Beyond these shared challenges, some obstacle factors vary by province. For instance, per capita GDP, higher education student enrollment, and per capita urban road area are significant in particular provinces and should be addressed based on each province’s specific conditions. Previous studies have highlighted similar barriers. For example, the uncoordinated coupling relationship between population, land, and food has been identified as a key factor affecting food security (Liu et al., 2024). Other research has found that soil erosion, per capita cultivated land area, and per capita grain output are major obstacles to the ecological security of cultivated land use (Jing et al., 2024). In addition, transportation infrastructure and economic development have been found to influence agricultural resilience and productivity (Zhang et al., 2023), while GDP growth and population density can influence the expansion of land urbanization (Wu and Li, 2020).

6.4 Policy implications

The gradual improvement in the coupling coordination degree suggests that national policies on cultivated land protection and new urbanization have played a significant role in promoting sustainable development. Food security is fundamental not only for human survival but also for social stability and economic progress. According to the land scarcity theory, the limited availability of land necessitates strategic policies to ensure its optimal use for food production (Calo et al., 2021). Policies such as land property regimes can help safeguard cultivated land’s role in ensuring food output. In addition, land ownership confirmation has been shown to facilitate agricultural land transfers, contributing to economies of scale and improved land utilization (Qiu et al., 2020). It is crucial to strictly implement policies ensuring the balance of land occupation and compensation, eliminating practices such as “occupying the superior and compensating the inferior” or “accounting for more and compensating the less.” These measures will help maintain both the quantity and quality of cultivated land. Research suggests that a well-structured land use system can enhance resilience to external shocks (Chen et al., 2019).

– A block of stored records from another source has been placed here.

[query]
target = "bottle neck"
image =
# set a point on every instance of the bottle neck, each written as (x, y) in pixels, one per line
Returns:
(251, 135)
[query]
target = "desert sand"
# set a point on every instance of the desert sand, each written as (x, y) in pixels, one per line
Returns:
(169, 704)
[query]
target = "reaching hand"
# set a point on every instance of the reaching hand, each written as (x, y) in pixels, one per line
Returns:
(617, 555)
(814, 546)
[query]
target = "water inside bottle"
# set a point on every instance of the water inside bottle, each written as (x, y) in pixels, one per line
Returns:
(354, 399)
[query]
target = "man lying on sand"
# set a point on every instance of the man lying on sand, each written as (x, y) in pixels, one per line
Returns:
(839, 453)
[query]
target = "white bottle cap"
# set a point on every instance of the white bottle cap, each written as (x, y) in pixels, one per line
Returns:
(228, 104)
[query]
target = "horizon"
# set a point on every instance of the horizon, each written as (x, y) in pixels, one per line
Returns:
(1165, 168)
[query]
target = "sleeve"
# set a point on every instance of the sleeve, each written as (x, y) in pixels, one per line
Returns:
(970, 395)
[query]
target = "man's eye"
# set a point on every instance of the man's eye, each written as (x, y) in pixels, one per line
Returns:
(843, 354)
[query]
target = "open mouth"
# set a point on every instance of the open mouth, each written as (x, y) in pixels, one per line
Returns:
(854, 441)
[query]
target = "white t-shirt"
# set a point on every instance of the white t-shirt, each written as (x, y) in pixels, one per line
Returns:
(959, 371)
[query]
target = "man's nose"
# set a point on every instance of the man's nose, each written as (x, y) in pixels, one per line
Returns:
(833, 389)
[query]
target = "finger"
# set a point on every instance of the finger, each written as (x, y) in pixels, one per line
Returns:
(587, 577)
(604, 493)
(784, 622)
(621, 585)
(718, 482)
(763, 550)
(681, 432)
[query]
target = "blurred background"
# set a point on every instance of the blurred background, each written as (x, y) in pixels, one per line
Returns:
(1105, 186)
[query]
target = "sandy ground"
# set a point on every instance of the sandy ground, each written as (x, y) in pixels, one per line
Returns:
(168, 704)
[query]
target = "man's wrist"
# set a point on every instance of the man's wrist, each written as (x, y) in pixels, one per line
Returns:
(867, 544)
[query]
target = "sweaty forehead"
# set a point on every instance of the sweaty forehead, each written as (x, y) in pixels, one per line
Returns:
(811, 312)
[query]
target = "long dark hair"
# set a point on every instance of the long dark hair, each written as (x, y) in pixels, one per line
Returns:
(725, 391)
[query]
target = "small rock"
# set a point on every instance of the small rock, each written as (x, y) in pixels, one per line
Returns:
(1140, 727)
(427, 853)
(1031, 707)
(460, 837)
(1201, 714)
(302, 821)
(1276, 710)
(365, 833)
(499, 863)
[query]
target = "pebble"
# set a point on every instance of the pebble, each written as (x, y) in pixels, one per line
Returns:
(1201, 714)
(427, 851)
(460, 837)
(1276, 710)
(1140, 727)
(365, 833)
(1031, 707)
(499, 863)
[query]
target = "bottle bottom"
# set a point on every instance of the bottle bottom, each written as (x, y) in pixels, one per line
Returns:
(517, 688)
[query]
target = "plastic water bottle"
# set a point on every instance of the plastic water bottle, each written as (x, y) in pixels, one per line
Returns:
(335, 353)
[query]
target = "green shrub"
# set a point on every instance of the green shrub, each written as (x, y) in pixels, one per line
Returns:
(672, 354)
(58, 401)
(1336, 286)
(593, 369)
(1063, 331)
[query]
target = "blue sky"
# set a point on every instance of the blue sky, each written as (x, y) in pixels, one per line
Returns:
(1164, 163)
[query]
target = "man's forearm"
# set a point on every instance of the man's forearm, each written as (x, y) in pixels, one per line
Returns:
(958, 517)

The analysis of obstacle factor analysis highlights land and labor force as core determinants in the coordination between cultivated land resilience and new urbanization. Despite significant progress, developing countries still have substantial potential for improving land resources and agricultural productivity. Given that land is both scarce and non-renewable, efficient and intensive land use is essential. A policy-driven, goal-oriented agricultural land profit-and-loss assessment framework (Qie et al., 2023) can guide rational land utilization by achieving a dynamic balance of cultivated land use. Fertilizer, machinery, and pesticide inputs should be strategically planned alongside cultivated land protection objectives. The adoption of mechanized farming techniques can boost food production and mitigate disaster losses, with more pronounced benefits for individuals with higher education levels and lower incomes (Fang et al., 2024; Song et al., 2025). Monitoring the land system and developing a comprehensive land protection strategy is necessary to strengthen cultivated land system resilience (Wang D. et al., 2024; Wang Y. et al., 2024). Additionally, raising awareness of cultivated land protection is crucial. Land use patterns should be carefully planned to avoid fragmentation caused by uncoordinated expansion of urban land and other land uses. Implementing farmer support policies and agricultural subsidies can encourage active land cultivation. Moreover, improving the skills of the rural labor force is essential. Marshall focused on the long-term benefits of investing in human capital, and improving rural labor skills can significantly boost productivity. In China, the increase in total grain output is primarily due to advancements in agricultural technology. Harnessing technology-driven urbanization, encouraging rural labor workers to adopt modern agricultural techniques, and optimizing agricultural production and management practices will be key to sustaining growth.

7 Conclusion

This study examines the interaction between cultivated land system resilience and new urbanization, driven by the flow of various elements. By organizing these elements at a theoretical level, this study explores the coupling mechanism between the two systems, incorporating relevant economic theories to explain how factor flow influence their interaction. Using the entropy method, coupling coordination degree model, and obstacle degree model, this study quantitatively assesses the development level, coupling coordination degree, and key obstacles affecting the resilience of the cultivated land system and new urbanization.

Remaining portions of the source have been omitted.